Camilo é o próprio tempo

Há quem considere o tempo implacável. Pode ser. A verdade, porém, é que ele sabe "com quem se mete", quem extermina, quem incinera...

Não para todos, é claro. Existem seres humanos cuja estatura não cabe nas abóbadas do tempo.

Um exemplo foi aquele menino nascido como tantos outros em um lar de origem social humilde, mas um menino que sempre defendeu os mais fracos contra os abusos dos mais velhos, que estudou em escolas públicas, que abandonou a Academia de San Alejandro por problemas económicos familiares e alternava as aulas com trabalhos de alfaiate.

Por sua própria vontade, ele envolveu-se em protestos contra as arbitrariedades de um regime podre até a medula e, fichado pelos órgãos repressivos, com apenas 21 anos de idade, teve que abandonar o país.

Embora tenha voltado, suas atividades revolucionárias o obrigaram a se exilar novamente, e foi assim que ele acabou se unindo a pessoas dignas, verdadeiramente revolucionárias.
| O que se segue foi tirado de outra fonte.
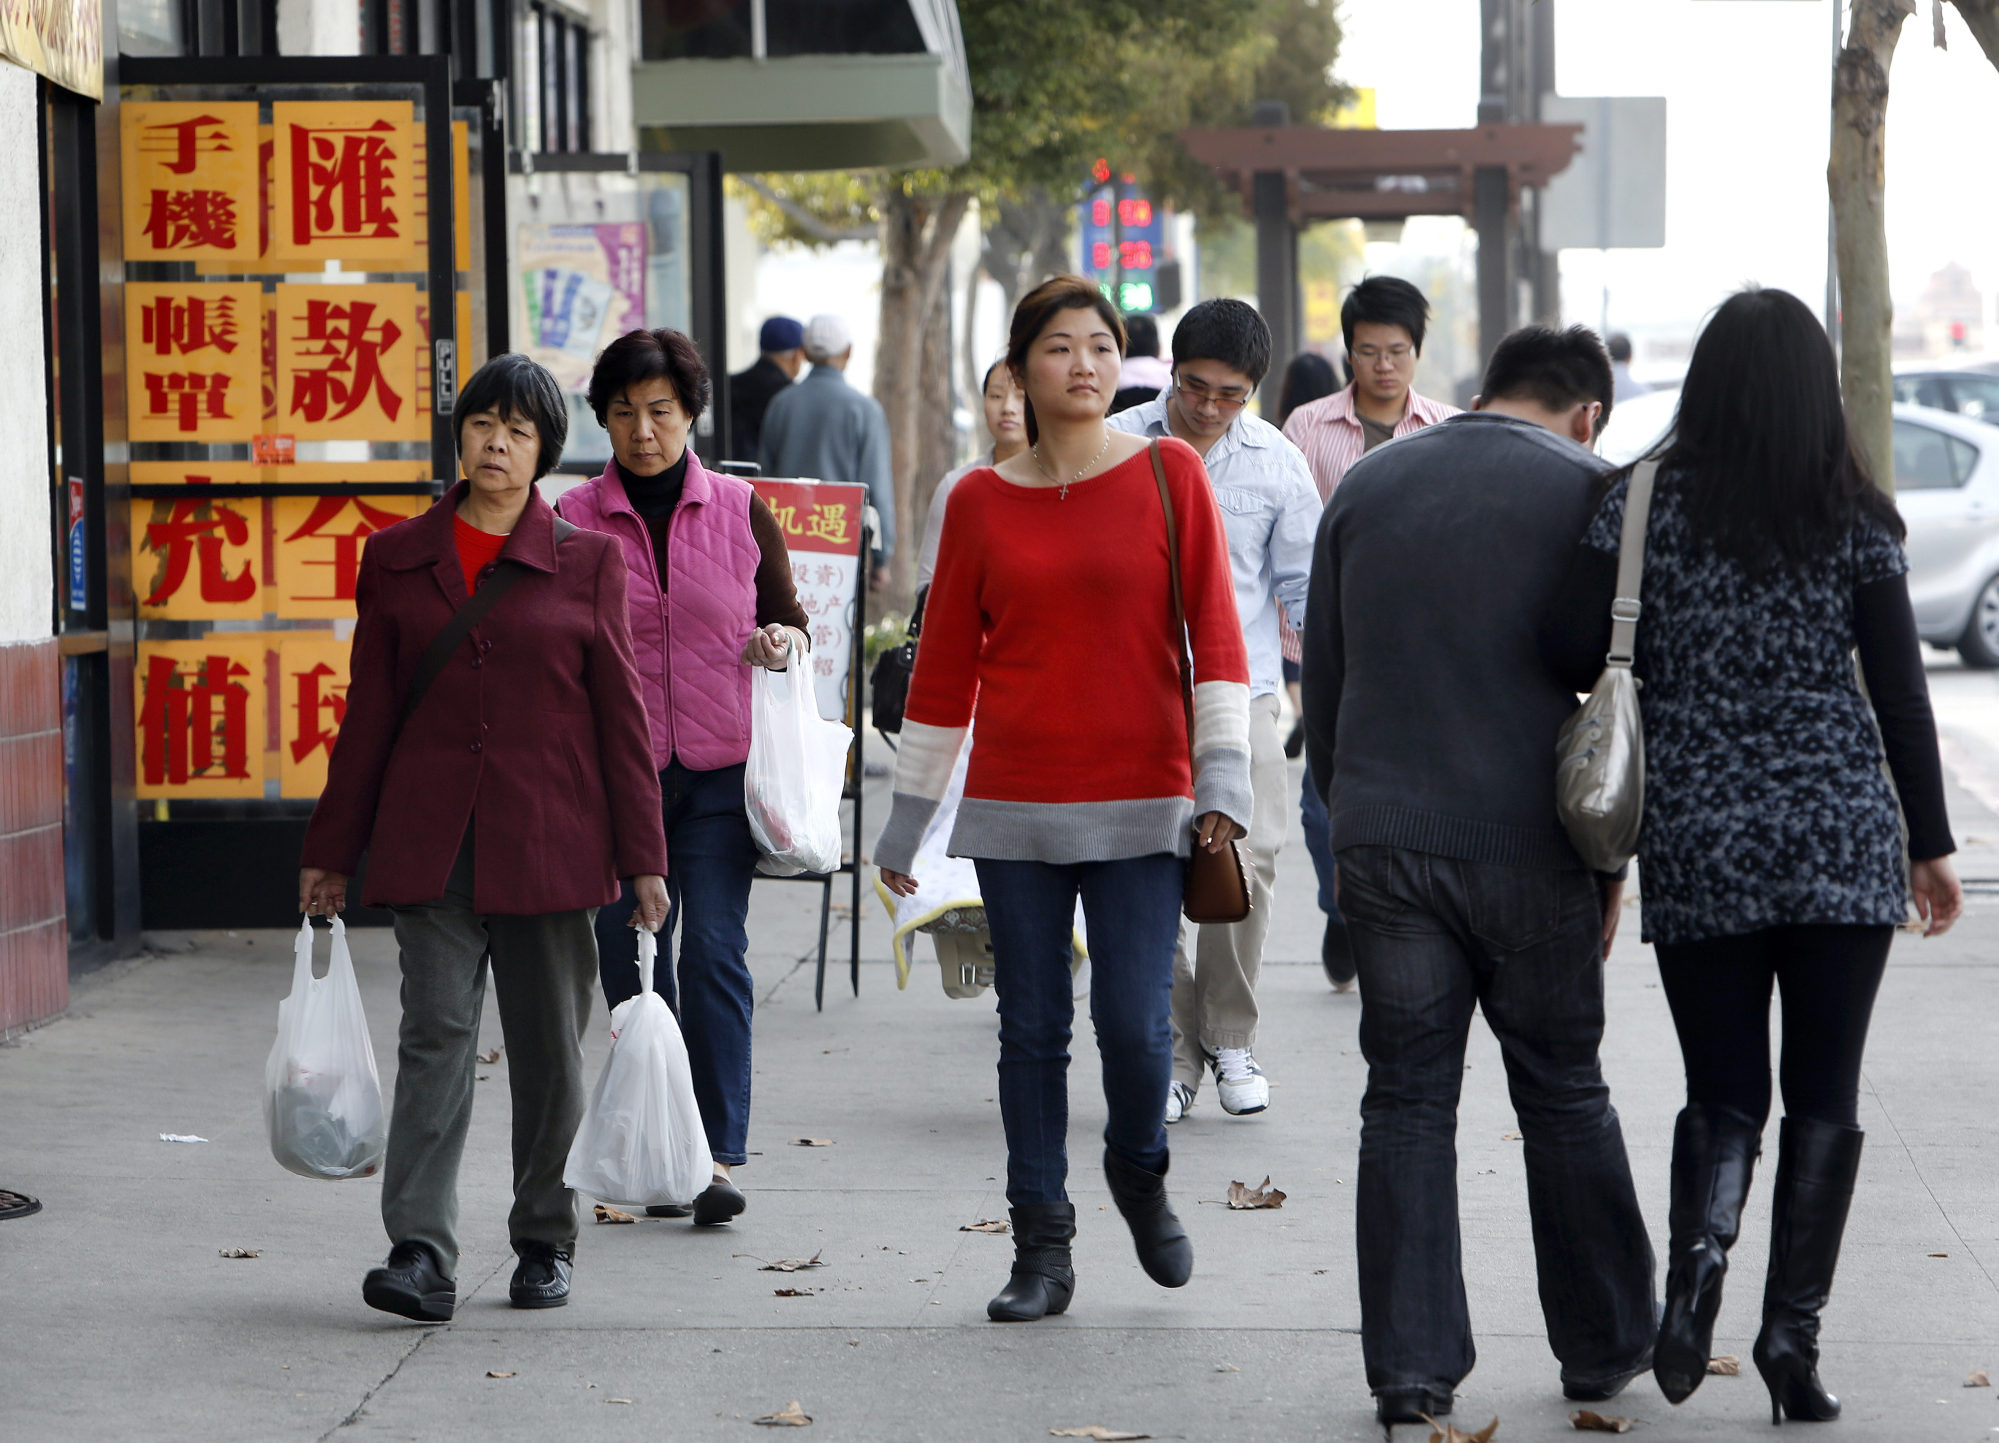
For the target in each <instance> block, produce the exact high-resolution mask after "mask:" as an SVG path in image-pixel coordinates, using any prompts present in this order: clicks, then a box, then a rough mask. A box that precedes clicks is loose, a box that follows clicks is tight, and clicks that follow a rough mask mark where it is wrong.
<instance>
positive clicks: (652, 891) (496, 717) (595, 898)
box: [298, 356, 666, 1323]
Numa viagem agonizante, regressou à sua terra a bordo de um iate concebido para um punhado de turistas, no qual se «acomodaram» 82 expedicionários…

Desembarcou com Fidel, integrou a sua coluna guerrilheira e permaneceu sempre ao seu lado, Senhor da Vanguarda, até ao dia da vitória, até sempre.

Viveu cada segundo sem saber que um povo inteiro o procuraria incansavelmente após aquele dia triste, o mesmo povo que chorou o seu desaparecimento físico, que tornou tradição inundar de flores todos os rios, trechos do litoral marinho, lagos, reservatórios do arquipélago, ano após ano, rumo à eternidade…

Então, não há tempo que se oponha a ele, que o obscureça, o ajoelhe ou o incinere, porque ele deixou de ser ele, Camilo, para se tornar o próprio tempo.